Stolen Moments

I am having some difficulties with organizing my time now that I no longer have grad school assignments and deadlines.

I'm blogging less as well, even though in theory I have more time to write.

My theory: blogging was a way of stealing time for myself in a schedule that was overfilled with obligation.

I am in the process of reinventing how I use my time. I have a one word New Year's resolution this year: "timely". To me, that means more than meeting deadlines. It means getting where I need to be slightly early whenever possible. It means being as attentive to ending the workday as I am to beginning it, leaving myself adequate time for my life away from the office desk. It means learning how to use my time for myself in addition to the benchmarks I must meet for others.

I am finding this to be more difficult than I had imagined. It may take me much of a year to realize one word in my life.
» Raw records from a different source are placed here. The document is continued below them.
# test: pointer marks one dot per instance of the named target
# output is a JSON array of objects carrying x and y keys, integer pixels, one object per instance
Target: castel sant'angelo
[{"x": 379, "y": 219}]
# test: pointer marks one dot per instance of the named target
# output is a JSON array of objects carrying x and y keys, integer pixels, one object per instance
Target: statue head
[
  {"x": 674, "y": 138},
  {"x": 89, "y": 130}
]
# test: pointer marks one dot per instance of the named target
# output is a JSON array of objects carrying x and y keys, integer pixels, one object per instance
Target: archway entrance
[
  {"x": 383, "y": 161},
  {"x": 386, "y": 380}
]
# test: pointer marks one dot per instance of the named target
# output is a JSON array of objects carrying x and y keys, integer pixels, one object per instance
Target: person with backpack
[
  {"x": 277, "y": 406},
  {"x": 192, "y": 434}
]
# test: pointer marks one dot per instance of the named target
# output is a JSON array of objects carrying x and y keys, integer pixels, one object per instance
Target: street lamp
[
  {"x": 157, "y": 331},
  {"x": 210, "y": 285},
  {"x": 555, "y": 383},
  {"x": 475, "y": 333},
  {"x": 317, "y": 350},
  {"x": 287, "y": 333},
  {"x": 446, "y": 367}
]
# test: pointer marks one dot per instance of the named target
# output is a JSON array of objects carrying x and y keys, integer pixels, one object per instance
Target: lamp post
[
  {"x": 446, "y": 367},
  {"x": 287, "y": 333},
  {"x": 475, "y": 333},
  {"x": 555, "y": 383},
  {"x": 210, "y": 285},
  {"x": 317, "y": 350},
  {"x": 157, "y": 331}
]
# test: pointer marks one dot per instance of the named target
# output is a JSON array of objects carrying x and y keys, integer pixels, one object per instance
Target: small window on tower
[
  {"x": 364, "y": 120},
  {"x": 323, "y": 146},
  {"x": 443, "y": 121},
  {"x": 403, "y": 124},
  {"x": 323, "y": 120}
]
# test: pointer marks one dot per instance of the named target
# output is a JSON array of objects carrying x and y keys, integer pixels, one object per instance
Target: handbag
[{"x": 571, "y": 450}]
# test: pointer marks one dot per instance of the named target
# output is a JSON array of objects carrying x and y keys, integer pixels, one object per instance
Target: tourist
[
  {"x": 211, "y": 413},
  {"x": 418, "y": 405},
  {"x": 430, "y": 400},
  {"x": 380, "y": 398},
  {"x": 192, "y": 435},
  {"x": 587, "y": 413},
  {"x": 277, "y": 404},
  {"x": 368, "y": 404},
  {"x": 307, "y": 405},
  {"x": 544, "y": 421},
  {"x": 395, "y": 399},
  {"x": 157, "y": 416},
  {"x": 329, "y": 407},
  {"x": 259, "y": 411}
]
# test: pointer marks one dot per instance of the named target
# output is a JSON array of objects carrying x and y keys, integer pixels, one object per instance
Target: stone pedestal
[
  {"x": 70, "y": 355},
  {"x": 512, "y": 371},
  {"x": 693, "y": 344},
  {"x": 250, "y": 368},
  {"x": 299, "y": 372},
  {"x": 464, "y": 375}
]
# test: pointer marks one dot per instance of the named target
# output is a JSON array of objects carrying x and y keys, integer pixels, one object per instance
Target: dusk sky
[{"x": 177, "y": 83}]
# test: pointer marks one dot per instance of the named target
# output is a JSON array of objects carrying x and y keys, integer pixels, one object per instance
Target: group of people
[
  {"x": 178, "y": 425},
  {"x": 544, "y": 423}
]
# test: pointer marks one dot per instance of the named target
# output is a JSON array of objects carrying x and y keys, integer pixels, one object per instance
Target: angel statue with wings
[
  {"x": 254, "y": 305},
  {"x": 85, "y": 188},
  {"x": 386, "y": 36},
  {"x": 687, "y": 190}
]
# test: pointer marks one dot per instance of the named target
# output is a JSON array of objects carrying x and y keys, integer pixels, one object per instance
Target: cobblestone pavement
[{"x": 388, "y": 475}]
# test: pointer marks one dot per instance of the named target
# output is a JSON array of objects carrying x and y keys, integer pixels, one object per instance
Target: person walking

  1. Good intentions. David Allen points out that we need to take care that we do not work against our natural flow ... for example, I no longer care that I am less attentive at the end of the work day. Mornings are my time. Afternoons, no so much. By the end of the day, I'm in the lull before the next active phase. Discipline will keep me active in the late afternoon but cannot keep me 'on'.

  2. Great intentions.

    David Allen suggests taking care that discipline does not counter natural flow. For example, I am Morning. Energy lags in the late afternoon. Discipline can keep me grinding away but it cannot make me as good as I am in the morning.